Cheating on PC games is still rampant to this day. Game developers are constantly searching for ways to prevent this. One solution that companies have done is applying kernel-level anti-cheat.
The kernel-level anti-cheat system that developers are using is getting controversial nowadays. There are a lot of reasons why gamers are calling for its removal.
The term “kernel” might be unfamiliar for most people. It is a technical term that is not easily understood.
To keep it simple, the kernel is the base of an operating system. The kernel loads up immediately after the boot sequence. It has total control of everything inside a computer.
What is kernel-level anti-cheat?
Understanding kernel and rings are too technical and might be hard to understand. Basically, there are privilege tiers inside a computer called rings.
High privilege software is on Ring 0—meaning it is the top-most priority. One mistake at a kernel-level might brick the computer.
The next two tiers called Ring 1 and Ring 2 are for device drivers. Ring 3 with the least privilege belongs to all other apps installed on the computer. If one of these apps fail, the computer will still run smoothly.
Game developers have anti-cheat software included when a game is installed. It runs in the background while the game is open. This prevents maphacks, aimbots, and other known cheating mechanics.
However, some developers are forcing people to install kernel-level anti-cheat in order for users to play their games. This kernel-level anti-cheat system overrides some drivers installed on the PC.
These drivers are needed by some games in order for them to run smoothly. If a kernel-level anti-cheat is installed, it blocks the communication between the game and the drivers. This ends up with the game stuttering or encountering other issues.
If it is for cheat protection, why is it worrying?
Kerne-level programs are granted top privileges as mentioned earlier. The concept is nice on paper. However, these kernel-level programs are not fully secured—it still has its own vulnerability.
Think of this scenario: It is a regular gaming day and a kernel-level anti-cheat program runs at the boot sequence. It is now granted high privileges and may make or break the system when a hacker gains access.
Regular hacking is only limited to apps with the least privilege.
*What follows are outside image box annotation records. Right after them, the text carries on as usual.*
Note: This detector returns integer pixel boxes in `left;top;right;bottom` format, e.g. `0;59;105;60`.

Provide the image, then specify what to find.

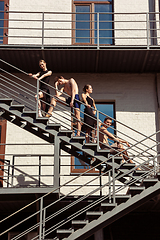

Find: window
0;0;9;44
0;119;7;187
71;102;115;173
73;0;113;44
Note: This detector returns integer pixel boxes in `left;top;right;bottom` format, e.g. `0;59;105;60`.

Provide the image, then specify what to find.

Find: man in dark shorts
99;117;140;170
46;76;81;136
29;59;52;117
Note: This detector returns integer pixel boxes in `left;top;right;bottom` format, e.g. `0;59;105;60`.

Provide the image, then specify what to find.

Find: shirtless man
99;117;133;163
46;76;81;136
28;59;52;117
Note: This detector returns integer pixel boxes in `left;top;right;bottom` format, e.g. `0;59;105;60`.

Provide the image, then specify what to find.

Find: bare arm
92;98;97;114
82;93;91;107
28;72;40;79
70;78;76;107
39;71;52;80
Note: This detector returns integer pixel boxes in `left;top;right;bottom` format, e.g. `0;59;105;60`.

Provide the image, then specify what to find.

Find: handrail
0;59;158;236
0;59;157;167
0;130;158;236
9;155;160;240
0;10;159;49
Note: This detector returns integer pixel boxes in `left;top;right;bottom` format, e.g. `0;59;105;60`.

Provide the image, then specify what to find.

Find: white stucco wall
2;73;159;194
8;0;155;46
114;0;148;45
8;0;72;45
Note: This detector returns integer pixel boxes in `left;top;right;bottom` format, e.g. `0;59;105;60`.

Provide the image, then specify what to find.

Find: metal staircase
0;60;160;240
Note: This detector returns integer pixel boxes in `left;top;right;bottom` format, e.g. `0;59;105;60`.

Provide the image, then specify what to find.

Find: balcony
0;11;160;73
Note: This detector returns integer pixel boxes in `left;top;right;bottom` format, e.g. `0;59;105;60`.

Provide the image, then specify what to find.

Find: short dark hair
83;84;91;93
54;76;64;83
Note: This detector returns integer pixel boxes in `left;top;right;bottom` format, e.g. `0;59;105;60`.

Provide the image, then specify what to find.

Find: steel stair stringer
64;182;160;240
0;99;131;183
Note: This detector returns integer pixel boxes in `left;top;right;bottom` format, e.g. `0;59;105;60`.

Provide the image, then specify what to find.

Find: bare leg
35;92;43;117
46;96;66;117
86;128;91;143
74;108;81;136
But one potential exploits on the high privilege software risks losing one’s whole computer.
This kernel-level anti-cheat alter the communication between a computer and its drivers. All softwares that rely on a certain driver will not run as long as the anti-cheat system is running.
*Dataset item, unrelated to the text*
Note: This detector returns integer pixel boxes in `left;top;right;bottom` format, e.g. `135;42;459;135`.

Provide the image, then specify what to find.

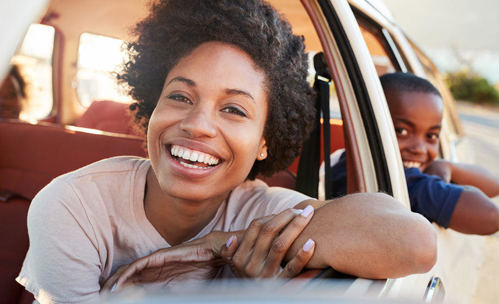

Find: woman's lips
167;145;221;170
403;161;422;169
Some people might say that the anti-cheat system is easily closed through the Task Manager. However, that is not always the case.
The kernel-level anti-cheat programs run during a computer’s startup. This means that a software might not work immediately upon booting up a PC.
Will it decrease a computer’s performance?
There are reports that kernel-level anti-cheat messes up with a computer’s performance. It might be true, it might be not. But it is worth pondering.
Anti-cheat programs use CPU resources in order to run. It might take a lot of processing power but there is no proof yet.
Gamers often report that their PC slows down after the anti-cheat program runs. However, they do not consider other factors such as ambient temperature, overclock speeds, and other background apps.
For now, anti-cheats are not considered a CPU hogger.
Why do companies implement this level of anti-cheat?
There are players who use cheat engines at a Ring 0 level. This means that any anti-cheat software that a developer uses will not work if it is not on the same level. A Ring 3 anti-cheat software cannot block a Ring 0 threat.
The company has stood by its statement that Vanguard does not spy on users. It also claimed that the anti-cheat system will work seamlessly.
Riot even offered a US$100,000 [AU$150,431] bounty to anyone who can find flaws in their anti-cheat system.
Valorant is one of the hottest first-person shooting games available today. But, it is not playable if Vanguard is disabled. The game detects the PC as vulnerable and it will not run.
There are lists of games that use kernel-level anti-cheats that are being constantly updated.
Preventing cheaters is a top-priority for game developers. Kernel-level anti-cheat software is a great solution in theory. But, it has risks involved and it is understandable why there is a call for it to be removed.